Governance

Evidence Packs exist to make assurance evidence portable and verifiable. The goal is a format that works the same way regardless of which tools create or consume it.

The specification is developed in the open. Anyone can read it, implement it, and propose changes. No single vendor controls the format or its evolution.

• • Proposals: Changes are proposed via GitHub issues or pull requests in the specification repository.
• • Review: Proposals are discussed publicly. Implementation feedback from independent teams carries significant weight.
• • Decisions: Maintainers merge changes when there's rough consensus and the change improves interoperability or security without breaking existing implementations.
• • Test vectors: Normative changes must include or update test vectors so implementations can verify conformance.

• • Draft: Sections marked "draft" may change based on implementation feedback. Use in production at your own risk.
• • Backward compatibility: Once a version reaches v1.0, minor versions (v1.1, v1.2) will remain backward compatible. A v1.0 validator will accept v1.x packs.
• • Breaking changes: Changes that break existing implementations require a new major version (v2.0). Major versions will include migration guidance and a transition period.
• • Deprecation: Features may be deprecated in minor versions but will not be removed until the next major version.

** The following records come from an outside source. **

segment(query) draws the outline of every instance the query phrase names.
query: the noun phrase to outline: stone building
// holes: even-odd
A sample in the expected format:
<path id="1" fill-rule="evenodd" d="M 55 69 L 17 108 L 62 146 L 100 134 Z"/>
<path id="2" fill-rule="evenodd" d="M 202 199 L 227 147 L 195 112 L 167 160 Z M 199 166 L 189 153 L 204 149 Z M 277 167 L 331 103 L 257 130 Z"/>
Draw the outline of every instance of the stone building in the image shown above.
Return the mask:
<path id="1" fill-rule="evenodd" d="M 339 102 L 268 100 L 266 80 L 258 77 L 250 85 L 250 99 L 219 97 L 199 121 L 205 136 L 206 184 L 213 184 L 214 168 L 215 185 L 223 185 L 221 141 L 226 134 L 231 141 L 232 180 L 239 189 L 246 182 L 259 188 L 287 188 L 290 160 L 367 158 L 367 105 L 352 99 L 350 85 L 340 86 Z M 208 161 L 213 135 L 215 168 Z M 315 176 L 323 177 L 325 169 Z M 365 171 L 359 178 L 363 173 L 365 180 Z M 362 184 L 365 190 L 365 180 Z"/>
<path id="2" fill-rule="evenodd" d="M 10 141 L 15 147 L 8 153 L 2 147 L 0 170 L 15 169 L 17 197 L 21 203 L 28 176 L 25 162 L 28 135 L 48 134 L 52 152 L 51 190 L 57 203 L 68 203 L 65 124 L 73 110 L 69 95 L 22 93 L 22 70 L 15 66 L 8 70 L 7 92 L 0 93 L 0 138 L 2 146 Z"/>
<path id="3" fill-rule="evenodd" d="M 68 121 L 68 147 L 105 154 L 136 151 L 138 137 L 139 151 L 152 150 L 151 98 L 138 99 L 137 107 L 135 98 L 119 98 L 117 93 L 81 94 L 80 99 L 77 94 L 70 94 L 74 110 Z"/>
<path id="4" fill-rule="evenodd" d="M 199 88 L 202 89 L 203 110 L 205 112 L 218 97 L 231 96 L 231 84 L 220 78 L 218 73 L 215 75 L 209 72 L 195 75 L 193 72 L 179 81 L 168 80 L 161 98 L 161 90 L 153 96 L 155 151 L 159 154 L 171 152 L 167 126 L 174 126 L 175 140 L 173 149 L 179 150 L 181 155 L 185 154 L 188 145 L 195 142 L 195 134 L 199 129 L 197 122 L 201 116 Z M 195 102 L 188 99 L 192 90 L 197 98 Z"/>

• • Test suite: The conformance test suite is the arbiter of correctness. If an implementation passes the tests, it conforms to the spec.
• • Reference implementations: The Go SDK serves as a reference implementation. Its behavior is normative where the spec is ambiguous.
• • Independent implementations: The goal is multiple independent implementations. Spec ambiguities discovered during implementation result in spec clarifications and updated test vectors.
• • Test vectors: Published test vectors cover structural validation, digest computation, signature verification, and profile validation.

• • Self-hosted registries: Organizations may host their own profile registries or mirror existing ones. No central registry is required.
• • Offline verification: Once a profile is resolved and its digest recorded in profile_lock, validation can proceed offline. The digest ensures the same profile is used regardless of network availability.
• • Profiles are optional: Core pack validation (structural integrity, digest verification, signature checks) does not require profile resolution. Profiles add semantic validation on top.
• • Namespace conventions: The evidencepack/ namespace is reserved for reference types and profiles. Organizations use their own namespaces for custom definitions.